Après s’être rétabli en Allemagne, il surprend le monde entier en retournant en Russie en janvier 2021 où il est immédiatement mis en prison. En mars dernier, il a été condamné à passer neuf ans et demi dans un établissement à sécurité maximum pour corruption.
« PROPOS INADMISSIBLES »
En 2006, Navalny participe à la Marche russe qui regroupe des ultranationalistes.
« On découvre certaines prises de position passablement racistes. Il compare les Géorgiens à des rongeurs qu’il faudrait expulser de Russie », rappelle Michel Roche, professeur en science politique à L’UQAC et spécialiste de la Russie.
« Il tient des propos absolument inadmissibles, xénophobes. Le Navalny de cette période n’est pas très recommandable », renchérit Yann Breault, professeur assistant au Collège militaire royal de Saintjean et spécialiste de la politique étrangère russe.
Depuis 2010, Navalny, le blogueur, s’est lancé dans la chasse à la corruption.
« Il va s’imposer comme une figure incontournable des médias sociaux, en ayant des stratégies de communication très habiles. En fin stratège, il ne s’attaque pas directement à Poutine, qui est tellement populaire, mais à son entourage immédiat », explique M. Breault.
« Ses supporteurs, ce sont essentiellement des jeunes professionnels urbains qui aspirent à des standards de gouvernance meilleurs et qui voient dans ce personnage quelqu’un de courageux qui ose dénoncer les malversations financières d’une élite corrompue, poursuit M. Breault. Mais bien des Russes savent qu’il y a de la corruption, ça a toujours été. Du moment que le gouvernement est efficace et que la qualité de vie augmente, on fait mine de ne pas trop s’y intéresser. »
FAIBLE TAUX DE POPULARITÉ
Michel Roche abonde dans le même sens. « Prenons uniquement un sondage Levada. C’est une maison indépendante au point où elle est maintenant considérée par le gouvernement russe comme agent de l’étranger. Le taux de popularité de Navalny était de 2 %. Il galvanise une petite partie de la jeunesse », dit-il.

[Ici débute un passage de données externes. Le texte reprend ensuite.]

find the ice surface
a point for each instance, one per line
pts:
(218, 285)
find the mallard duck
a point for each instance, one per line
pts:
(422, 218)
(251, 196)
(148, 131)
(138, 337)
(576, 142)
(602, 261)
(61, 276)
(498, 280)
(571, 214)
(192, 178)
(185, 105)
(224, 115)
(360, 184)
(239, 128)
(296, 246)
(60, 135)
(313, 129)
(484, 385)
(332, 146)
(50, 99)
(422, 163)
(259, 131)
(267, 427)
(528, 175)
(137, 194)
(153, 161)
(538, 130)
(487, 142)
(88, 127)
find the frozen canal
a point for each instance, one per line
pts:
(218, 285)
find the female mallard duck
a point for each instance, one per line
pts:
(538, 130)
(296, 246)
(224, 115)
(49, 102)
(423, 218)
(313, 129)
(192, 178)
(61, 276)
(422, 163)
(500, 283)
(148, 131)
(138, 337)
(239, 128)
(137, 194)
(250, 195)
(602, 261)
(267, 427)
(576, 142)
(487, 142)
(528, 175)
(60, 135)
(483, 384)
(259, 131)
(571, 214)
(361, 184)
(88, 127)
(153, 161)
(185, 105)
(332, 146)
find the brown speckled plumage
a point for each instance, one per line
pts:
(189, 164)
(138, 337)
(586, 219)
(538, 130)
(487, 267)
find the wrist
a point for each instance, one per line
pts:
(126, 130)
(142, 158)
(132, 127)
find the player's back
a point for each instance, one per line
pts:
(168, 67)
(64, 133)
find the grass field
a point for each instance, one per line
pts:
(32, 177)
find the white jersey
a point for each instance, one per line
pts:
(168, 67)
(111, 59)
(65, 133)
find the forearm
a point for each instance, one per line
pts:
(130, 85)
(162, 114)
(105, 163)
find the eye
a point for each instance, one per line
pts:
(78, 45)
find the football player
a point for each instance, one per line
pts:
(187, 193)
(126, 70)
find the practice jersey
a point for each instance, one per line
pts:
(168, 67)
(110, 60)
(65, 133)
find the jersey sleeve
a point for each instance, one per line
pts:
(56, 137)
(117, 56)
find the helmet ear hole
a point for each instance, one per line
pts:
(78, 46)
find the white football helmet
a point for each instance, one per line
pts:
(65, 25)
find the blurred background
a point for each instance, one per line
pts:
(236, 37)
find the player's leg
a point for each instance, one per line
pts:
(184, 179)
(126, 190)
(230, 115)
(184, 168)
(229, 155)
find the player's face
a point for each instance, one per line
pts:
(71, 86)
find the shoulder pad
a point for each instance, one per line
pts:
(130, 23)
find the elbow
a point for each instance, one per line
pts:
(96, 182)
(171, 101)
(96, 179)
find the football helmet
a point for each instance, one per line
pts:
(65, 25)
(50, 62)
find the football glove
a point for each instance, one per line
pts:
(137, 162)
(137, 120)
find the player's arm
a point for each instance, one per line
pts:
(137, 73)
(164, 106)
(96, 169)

Selon un autre sondage réalisé par la même firme en juillet dernier, seulement 14 % des Russes approuvaient les activités de Navalny et seulement 24 % des 18-24 ans.
PAS UNE MENACE POUR LE POUVOIR
« On parle tout le temps de Navalny comme si c’était quelqu’un de très important en Russie. Alors qu’en Russie de même, avant son empoisonnement, ce n’était pas un phénomène menaçant pour le pouvoir en place. Même avec des élections libres, il n’aurait pas été capable de se faire élire », estime Yann Breault.
« Dans notre façon de traiter l’opposition russe, on s’en tient à des personnalités comme Navalny, alors que l’opposition en Russie, ça existe. Il y a des syndicats qui se battent là-bas. Il y a les mouvements pour la protection des droits des propriétaires de logement, les associations de protection des consommateurs, le comité des mères de soldats pour protéger les jeunes qui sont enrôlés dans l’armée. Parce que le service militaire est obligatoire et qu’ils se font parfois enlever carrément », conclut M. Roche.